One day last week when I was moaning about having to run to my car in the rain, a friend reminded me, “Well, you can’t control the weather.”
I thought about that on my way home and realized the statement isn’t true. You absolutely can control the weather.
Easter is coming up in a week or so, and some of you are shopping for your Easter outfit. If you don’t believe you can control the weather, just finish your shopping, dress in your new outfit Easter morning and watch what the weather does.
If you buy a thin, summery dress, you’ll set up perfect conditions to freeze the tail off the Easter bunny. If you play it safe and purchase something wooly with long sleeves, you’ll produce a heat wave that will sear the woolies right off you before you can climb down, steaming, from the choir loft that Sunday.
Since I don’t buy Easter outfits, I’ll leave it to you to decide what our weather will be on March 31. Then I’ll get up that morning and match my outfit to the temperature for the day.
Planning a trip to the beach this spring before the summer crowds pile into Gulf Shores? Then you’ll want to dial up the perfect weather, though “perfect” depends on what you like.
If you want it warm, pack a coat and some long underwear, as if you’re preparing for a snow storm. Heavy clothing seems to scare away the cold winds.
If you prefer that it stays cooler, bust out your short pants and sleeveless tops. You won’t be able to wear them, but just the appearance of summer gear brings the cold front back through, and you won’t have to battle the hot sand. As an added bonus, the chill will run most of the crowd off the beach, and you’ll have it to yourself. This is great if you ate too much fudge this winter and your swimsuit is not your friend. There’ll be no one out there to snicker at you.
As you can see, weather works like many other things in life— ironically. If you want a certain condition, prepare for the opposite. It’s as if Mother Nature delights in upsetting our plans.
We were going to fly to Alaska a few years ago for a cruise, and I didn’t want to pay extra for an overweight suitcase. I went through and tossed out the long johns, the fleece tops and the turtle necks I had packed for “just in case.” After all, I thought, it’s June. How cold can Alaska be in June?
Very, very cold, as it turned out. If I hadn’t put back one fleece jacket, I would have frozen to death on our first stop in Ketchikan. And even with the jacket, I had to buy a heavy wool scarf and walk very fast every time I left our cruise ship.
I took some of the wrong clothes, but I really blamed the cold on one particular woman on the cruise. She arrived on board in white linen, perhaps having mistaken an Alaskan cruise for a Caribbean cruise. I felt a little sorry for her. She had to stay huddled in her stateroom under blankets the whole time, unable to leave the ship in her summery duds.
While I felt sorry for her, I was a little miffed at her too. I know it was her suitcase full of summer linen that set us up for the Arctic cold snap.
This irony works to control the presence or absence of rain also.

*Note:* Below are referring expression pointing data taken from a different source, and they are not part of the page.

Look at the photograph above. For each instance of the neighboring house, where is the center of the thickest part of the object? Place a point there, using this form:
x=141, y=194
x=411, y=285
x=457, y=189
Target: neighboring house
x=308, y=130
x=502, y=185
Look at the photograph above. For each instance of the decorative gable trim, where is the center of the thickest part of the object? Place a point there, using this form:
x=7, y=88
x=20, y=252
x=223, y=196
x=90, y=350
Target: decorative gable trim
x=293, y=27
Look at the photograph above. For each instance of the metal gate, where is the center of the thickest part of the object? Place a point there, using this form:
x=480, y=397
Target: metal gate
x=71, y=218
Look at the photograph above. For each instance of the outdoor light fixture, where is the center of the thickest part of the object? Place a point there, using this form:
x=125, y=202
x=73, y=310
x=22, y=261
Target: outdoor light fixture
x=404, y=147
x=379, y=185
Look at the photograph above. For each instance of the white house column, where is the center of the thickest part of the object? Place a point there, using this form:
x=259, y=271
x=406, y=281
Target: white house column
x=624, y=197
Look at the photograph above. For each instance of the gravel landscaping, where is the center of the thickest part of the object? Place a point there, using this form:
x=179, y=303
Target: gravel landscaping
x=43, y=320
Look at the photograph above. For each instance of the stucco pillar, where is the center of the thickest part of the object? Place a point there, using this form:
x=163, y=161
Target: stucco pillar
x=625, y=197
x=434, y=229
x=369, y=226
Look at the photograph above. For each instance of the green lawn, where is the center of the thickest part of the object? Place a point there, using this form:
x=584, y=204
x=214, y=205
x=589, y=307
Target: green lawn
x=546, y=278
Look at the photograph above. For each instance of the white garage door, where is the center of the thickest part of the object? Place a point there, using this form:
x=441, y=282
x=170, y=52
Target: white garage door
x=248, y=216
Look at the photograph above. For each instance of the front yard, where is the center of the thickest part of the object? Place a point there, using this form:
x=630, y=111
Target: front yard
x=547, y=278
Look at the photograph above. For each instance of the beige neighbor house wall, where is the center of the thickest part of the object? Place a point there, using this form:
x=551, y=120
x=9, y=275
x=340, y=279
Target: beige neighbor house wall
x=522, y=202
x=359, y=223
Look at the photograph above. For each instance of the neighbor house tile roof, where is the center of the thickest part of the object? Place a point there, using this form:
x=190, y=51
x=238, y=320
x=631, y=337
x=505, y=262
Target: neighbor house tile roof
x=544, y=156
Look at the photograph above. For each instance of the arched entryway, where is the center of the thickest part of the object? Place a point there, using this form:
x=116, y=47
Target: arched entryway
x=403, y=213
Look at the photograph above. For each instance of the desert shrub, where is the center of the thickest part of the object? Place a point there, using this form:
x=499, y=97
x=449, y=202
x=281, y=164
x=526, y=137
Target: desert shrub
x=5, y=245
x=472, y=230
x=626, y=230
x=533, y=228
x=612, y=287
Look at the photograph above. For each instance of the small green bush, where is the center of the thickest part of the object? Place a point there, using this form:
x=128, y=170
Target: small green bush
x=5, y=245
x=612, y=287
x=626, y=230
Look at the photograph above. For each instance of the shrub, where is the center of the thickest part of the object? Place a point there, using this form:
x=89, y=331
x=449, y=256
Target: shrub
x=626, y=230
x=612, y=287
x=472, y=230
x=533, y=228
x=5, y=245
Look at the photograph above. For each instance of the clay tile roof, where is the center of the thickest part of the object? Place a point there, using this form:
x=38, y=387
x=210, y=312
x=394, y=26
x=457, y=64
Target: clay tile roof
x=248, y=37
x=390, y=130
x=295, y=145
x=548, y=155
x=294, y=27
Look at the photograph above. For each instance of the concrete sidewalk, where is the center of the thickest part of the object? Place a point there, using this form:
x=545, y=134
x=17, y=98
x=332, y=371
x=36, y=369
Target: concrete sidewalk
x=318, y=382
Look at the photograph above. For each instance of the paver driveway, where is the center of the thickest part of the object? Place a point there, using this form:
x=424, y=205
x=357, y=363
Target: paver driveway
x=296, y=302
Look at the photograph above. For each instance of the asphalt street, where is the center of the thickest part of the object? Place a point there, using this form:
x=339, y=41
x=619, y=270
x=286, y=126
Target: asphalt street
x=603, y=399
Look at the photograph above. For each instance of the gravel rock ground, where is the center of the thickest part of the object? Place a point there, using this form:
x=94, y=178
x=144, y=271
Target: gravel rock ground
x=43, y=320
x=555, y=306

Of course, everyone knows that if you need a dry day, go to all the trouble of digging your umbrella out of the trunk of your car and haul it around with you. You won’t see a drop of rain.
Do you need a longer spell of warm, dry weather to get your garden in? Order an expensive raincoat and pay for overnight delivery. Or fertilize your lawn with the stuff that burns the grass if it doesn’t get rain. Old Mother Nature will withhold moisture for months, just out of spite. The grass will die, but you’ll get your dry spell. There must have been a lot of pricy raincoats ordered in the county last summer, resulting in the drought we experienced.
If you do need rain on your lawn, you can manipulate Mother Nature by hiding your umbrella in the back of the upstairs linen closet. Wish I had thought of that when it hit 104 degrees last August.
Do you need enough rain to fill up your pond? That’s easy. Plan an outdoor wedding. That will soggy things up. To dial up a monsoon if your pond is really big, invite 50 of your relatives over for a reunion and plan to feed and entertain them outdoors all weekend.
If we see the drought beginning again this summer, consider these tips and maybe we can keep a few more of our trees alive this time!
Remember that old TV commercial a few years back that said, “It’s not nice to fool Mother Nature”?
Don’t believe it. If you take the right steps, which really look like the “wrong” steps, you can fool the old girl every time, and she’ll never even know she’s being bamboozled!